AT&T Inc. (NYSE: T) today filed with the Federal Communications Commission its Public Interest Statement regarding its proposed acquisition of T-Mobile USA. The filing demonstrates the numerous benefits of the merger, including the deployment of 4G LTE network technology to more than 97 percent of the population. When the parties announced this transaction in March 2011, AT&T initially stated that it would deploy LTE to 95 percent of the U.S. population. After conducting a more refined analysis of the combined network, AT&T is increasing the scope of this commitment to 97.3 percent. This deployment will help fulfill this Administration’s pledge to connect every part of America to the digital age, and it will create new jobs and economic growth in the small towns and rural communities that need them most.
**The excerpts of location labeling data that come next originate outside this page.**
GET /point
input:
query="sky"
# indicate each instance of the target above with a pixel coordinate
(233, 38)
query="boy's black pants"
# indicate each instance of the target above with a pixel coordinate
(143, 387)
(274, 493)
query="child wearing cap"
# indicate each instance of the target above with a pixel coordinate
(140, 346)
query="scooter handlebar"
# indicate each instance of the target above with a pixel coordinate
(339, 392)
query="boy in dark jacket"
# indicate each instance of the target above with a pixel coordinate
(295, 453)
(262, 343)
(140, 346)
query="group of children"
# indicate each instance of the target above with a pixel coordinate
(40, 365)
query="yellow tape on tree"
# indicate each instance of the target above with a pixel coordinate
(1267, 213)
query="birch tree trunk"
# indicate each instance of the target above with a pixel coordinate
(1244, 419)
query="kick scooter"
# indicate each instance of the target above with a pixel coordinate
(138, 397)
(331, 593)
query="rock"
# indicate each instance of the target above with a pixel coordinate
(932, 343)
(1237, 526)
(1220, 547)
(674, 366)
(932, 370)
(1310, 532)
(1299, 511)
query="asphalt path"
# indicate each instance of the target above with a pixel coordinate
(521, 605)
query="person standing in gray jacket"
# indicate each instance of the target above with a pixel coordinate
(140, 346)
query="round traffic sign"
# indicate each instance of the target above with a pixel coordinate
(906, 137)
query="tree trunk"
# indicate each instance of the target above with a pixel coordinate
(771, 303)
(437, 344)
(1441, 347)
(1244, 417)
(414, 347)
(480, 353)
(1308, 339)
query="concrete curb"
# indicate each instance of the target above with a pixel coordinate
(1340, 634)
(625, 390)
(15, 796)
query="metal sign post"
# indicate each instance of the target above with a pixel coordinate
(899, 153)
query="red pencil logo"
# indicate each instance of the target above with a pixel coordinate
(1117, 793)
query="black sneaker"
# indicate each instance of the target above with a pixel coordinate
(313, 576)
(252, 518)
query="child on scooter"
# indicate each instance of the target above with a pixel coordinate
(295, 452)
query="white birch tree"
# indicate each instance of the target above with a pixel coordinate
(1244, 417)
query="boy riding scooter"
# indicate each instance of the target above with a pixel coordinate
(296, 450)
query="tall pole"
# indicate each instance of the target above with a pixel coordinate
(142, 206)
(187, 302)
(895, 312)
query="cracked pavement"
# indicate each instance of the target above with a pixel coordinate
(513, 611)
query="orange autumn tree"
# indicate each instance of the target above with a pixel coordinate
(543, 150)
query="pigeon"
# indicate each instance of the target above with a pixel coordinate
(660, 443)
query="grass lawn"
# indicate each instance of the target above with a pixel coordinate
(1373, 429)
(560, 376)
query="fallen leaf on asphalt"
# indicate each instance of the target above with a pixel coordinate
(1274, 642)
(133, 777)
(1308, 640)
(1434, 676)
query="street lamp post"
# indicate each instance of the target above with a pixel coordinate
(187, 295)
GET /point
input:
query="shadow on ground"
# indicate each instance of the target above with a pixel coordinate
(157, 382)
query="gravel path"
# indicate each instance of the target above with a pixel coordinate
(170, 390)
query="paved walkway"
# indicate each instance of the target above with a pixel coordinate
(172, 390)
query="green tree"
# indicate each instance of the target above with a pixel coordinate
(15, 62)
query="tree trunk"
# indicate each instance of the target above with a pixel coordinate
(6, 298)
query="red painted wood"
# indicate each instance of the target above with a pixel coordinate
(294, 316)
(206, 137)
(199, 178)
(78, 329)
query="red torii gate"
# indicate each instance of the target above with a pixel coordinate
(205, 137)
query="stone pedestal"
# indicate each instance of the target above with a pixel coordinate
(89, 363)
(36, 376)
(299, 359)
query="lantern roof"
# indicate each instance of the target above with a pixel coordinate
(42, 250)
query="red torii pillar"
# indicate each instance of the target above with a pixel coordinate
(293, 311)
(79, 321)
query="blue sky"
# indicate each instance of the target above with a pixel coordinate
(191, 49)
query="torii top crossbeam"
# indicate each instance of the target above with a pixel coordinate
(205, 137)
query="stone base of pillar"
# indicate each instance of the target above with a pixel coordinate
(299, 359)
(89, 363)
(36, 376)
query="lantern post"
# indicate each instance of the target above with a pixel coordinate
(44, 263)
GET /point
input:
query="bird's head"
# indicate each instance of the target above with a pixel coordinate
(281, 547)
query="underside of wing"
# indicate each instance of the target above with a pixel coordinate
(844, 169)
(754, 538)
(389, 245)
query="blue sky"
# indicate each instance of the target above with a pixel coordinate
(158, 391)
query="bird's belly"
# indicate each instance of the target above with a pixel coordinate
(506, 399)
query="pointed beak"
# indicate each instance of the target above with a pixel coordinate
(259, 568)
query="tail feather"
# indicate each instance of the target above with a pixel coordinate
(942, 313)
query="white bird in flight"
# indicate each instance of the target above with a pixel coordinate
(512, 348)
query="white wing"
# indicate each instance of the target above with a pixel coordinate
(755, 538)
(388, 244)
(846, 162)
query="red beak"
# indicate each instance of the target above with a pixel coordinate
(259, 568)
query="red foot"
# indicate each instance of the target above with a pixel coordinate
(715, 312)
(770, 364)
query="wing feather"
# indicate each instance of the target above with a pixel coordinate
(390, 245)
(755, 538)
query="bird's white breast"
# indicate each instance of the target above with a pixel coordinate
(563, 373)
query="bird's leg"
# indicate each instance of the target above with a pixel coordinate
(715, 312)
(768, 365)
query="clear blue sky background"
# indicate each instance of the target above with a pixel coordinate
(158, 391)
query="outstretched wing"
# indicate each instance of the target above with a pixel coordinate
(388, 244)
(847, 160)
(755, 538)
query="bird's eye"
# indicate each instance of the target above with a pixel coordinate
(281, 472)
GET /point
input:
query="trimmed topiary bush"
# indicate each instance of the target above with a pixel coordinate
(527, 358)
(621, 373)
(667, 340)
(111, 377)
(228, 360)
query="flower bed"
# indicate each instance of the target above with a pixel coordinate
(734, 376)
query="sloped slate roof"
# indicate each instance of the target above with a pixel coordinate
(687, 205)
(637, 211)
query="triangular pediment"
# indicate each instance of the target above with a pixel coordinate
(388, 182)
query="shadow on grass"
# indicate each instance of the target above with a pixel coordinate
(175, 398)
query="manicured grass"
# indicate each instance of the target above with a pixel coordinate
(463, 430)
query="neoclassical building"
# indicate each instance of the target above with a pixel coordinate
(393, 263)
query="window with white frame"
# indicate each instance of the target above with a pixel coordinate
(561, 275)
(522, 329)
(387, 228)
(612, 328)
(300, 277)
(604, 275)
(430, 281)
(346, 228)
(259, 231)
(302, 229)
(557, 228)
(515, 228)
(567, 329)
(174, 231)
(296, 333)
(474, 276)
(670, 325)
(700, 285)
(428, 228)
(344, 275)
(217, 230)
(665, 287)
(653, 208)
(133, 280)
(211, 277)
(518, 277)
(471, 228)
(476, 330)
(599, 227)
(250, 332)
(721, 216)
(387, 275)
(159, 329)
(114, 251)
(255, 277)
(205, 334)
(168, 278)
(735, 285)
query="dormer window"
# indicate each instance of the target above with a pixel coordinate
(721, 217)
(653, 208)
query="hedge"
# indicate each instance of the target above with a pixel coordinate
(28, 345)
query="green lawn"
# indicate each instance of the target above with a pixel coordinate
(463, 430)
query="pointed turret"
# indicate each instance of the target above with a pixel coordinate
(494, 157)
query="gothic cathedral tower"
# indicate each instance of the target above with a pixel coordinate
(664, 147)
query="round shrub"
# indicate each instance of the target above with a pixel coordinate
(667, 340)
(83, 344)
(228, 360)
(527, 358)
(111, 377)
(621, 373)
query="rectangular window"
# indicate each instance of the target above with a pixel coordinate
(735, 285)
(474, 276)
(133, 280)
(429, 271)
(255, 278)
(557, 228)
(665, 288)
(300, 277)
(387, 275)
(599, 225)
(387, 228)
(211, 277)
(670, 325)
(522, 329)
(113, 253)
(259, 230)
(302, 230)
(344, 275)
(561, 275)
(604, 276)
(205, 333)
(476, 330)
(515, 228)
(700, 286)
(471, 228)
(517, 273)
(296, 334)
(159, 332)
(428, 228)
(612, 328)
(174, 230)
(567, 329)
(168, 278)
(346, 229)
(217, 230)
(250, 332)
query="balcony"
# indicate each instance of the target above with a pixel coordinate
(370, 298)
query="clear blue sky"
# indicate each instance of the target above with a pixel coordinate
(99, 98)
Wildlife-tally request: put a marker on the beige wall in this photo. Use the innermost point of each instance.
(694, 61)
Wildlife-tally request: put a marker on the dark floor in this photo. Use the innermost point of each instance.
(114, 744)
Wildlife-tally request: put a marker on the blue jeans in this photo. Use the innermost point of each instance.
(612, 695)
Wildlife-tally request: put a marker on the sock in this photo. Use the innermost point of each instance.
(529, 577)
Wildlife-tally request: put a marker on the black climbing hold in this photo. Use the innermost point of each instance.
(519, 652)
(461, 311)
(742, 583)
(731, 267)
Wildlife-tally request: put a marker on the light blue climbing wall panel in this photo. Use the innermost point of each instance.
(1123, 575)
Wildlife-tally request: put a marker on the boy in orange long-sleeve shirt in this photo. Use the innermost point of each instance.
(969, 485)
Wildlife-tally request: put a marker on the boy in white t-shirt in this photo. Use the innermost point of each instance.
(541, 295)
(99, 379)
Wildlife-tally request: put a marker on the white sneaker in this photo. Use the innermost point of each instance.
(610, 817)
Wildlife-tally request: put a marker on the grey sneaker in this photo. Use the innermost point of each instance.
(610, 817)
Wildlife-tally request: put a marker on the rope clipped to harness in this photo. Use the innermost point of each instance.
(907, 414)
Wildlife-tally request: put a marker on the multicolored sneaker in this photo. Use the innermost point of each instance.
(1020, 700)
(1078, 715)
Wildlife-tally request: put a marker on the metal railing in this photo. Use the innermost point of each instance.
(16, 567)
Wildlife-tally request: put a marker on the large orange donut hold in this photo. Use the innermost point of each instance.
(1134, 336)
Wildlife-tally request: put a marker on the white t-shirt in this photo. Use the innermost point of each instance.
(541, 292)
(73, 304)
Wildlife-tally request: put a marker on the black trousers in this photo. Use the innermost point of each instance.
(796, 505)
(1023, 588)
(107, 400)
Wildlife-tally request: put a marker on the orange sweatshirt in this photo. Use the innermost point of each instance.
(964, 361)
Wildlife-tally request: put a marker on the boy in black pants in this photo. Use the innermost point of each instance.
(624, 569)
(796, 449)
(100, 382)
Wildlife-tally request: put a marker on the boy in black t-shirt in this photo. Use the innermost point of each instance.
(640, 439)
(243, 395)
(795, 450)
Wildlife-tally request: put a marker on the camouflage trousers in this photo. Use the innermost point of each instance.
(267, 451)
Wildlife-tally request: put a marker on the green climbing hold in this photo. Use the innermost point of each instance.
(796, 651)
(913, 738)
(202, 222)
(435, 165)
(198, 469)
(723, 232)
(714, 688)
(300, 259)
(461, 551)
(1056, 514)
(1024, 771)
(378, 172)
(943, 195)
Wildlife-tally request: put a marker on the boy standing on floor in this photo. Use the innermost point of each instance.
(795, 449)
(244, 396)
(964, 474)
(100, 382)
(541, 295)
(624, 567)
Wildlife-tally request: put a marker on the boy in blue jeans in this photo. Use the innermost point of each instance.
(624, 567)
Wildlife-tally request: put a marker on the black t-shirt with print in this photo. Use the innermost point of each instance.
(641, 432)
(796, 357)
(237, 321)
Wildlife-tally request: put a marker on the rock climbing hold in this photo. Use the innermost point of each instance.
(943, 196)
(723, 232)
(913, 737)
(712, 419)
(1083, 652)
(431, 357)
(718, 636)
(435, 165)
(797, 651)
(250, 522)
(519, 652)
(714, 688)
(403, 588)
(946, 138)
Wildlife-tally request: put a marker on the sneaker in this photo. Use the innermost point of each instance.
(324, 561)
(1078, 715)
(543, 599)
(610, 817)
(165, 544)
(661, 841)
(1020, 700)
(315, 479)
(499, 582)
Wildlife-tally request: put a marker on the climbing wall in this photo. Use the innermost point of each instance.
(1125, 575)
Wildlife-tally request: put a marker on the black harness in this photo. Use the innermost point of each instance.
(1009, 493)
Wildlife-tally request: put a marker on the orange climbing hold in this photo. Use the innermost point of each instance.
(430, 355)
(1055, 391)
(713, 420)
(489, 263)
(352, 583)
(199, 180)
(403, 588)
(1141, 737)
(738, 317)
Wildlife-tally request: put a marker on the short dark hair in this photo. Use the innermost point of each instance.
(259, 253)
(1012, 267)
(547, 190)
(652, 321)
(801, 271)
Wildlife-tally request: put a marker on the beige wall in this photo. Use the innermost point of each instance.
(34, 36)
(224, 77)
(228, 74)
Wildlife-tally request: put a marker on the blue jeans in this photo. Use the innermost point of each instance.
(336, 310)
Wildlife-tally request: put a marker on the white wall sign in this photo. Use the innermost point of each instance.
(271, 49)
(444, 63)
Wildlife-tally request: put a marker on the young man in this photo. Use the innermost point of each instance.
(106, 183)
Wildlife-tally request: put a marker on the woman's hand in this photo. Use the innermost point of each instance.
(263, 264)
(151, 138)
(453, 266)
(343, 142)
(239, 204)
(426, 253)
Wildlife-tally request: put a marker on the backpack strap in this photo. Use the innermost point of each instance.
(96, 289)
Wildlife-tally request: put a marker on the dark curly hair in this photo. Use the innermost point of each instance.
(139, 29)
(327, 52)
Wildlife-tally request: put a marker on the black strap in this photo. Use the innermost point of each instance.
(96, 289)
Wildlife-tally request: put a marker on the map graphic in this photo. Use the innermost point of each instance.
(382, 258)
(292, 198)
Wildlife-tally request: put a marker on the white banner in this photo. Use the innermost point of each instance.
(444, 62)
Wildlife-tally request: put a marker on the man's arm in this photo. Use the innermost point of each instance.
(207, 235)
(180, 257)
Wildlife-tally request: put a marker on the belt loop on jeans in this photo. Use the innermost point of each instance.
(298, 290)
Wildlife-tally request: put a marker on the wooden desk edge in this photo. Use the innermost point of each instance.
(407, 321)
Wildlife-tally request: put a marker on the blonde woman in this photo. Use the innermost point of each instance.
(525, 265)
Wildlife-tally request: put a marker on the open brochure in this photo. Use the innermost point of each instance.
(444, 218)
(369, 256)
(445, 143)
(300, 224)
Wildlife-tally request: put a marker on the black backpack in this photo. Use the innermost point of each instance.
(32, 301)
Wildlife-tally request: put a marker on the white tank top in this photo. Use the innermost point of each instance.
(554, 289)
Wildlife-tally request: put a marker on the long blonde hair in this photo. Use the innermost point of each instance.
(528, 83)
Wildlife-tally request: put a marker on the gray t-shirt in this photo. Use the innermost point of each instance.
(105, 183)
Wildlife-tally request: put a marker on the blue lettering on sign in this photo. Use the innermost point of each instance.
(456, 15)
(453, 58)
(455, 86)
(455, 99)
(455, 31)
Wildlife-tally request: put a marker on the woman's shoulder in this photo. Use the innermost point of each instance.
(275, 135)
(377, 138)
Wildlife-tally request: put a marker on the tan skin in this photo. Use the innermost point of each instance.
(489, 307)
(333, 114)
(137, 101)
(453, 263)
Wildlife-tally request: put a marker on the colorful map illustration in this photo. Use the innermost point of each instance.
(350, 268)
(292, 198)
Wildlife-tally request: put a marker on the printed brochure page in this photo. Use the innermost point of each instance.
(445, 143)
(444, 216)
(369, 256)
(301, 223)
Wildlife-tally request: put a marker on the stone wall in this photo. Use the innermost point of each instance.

The publicly available filing, with certain portions containing competitively confidential information redacted, is available at www.MobilizeEverything.com.

Additional highlights of the filing include:

AT&T has helped make the United States the global leader in mobile broadband and smartphone sales. AT&T’s mobile broadband leadership, however, presents it with unique spectrum and capacity challenges. A smartphone generates 24 times the mobile data traffic of a conventional wireless phone, and the explosively popular iPad and similar tablet devices can generate traffic comparable to or even greater than a smartphone. AT&T’s mobile data volumes surged by a staggering 8,000% from 2007 to 2010, and as a result, AT&T faces network capacity constraints more severe than those of any other wireless provider.
AT&T is using up its spectrum at an accelerating rate, and the wireless broadband revolution is just beginning. Over the next five years, data usage on AT&T’s network is projected to skyrocket as customers “mobilize” all of their communications activities, from streaming HD video and cloud computing to a range of M2M applications like energy management, fleet tracking, and remote health monitoring. In just the first five-to-seven weeks of 2015, AT&T expects to carry all of the mobile traffic volume it carried during 2010.
This merger provides by far the surest, fastest and most efficient solution to that challenge. The network synergies of this transaction will free up new capacity – the functional equivalent of new spectrum – in the many urban, suburban and rural wireless markets where escalating broadband usage is fast consuming existing capacity.
This transaction will thus benefit consumers by reducing the number of dropped and blocked calls, increasing data speeds, improving in-building coverage, and dramatically expanding deployment of next-generation mobile technology.
The transaction’s benefits arise from the uniquely complementary nature of AT&T and T-Mobile’s GSM/HSPA+ technologies and spectrum holdings.
The combined company expects to integrate a significant portion of T-Mobile cell sites into the AT&T network. Upon network integration, which will benefit customers in as little as nine months, this will equate to “instant” cell splits – increasing cell density and effectively doubling the amount of network traffic that can be carried using existing spectrum in the areas served by those cell sites.
Groups across the political spectrum, including a broad range of consumer, disability, civil rights, and rural advocacy groups have highlighted the transaction’s potential to empower consumers, workers and small businesses to participate more fully in our nation’s broadband society.
The U.S. wireless marketplace is fiercely competitive, characterized by escalating usage, product differentiation, rapid innovation, fierce advertising campaigns, new entry, and sharply declining prices for wireless service by unit of consumption (e.g., minutes or megabytes). In fact, the FCC found last year that approximately three-quarters of Americans live in localities contested by at least five facilities-based wireless providers.1 These other competitors are rapidly growing and investing and will ensure the wireless marketplace remains vibrantly competitive after the transaction.
1Fourteenth Report, Implementation of Section 6002(b) of the Omnibus Budget Reconciliation Act of 1993, 25 FCC Rcd 11407, 11621-22 42-45 (May 20, 2010) (“Fourteenth Wireless Report”).

*AT&T products and services are provided or offered by subsidiaries and affiliates of AT&T Inc. under the AT&T brand and not by AT&T Inc.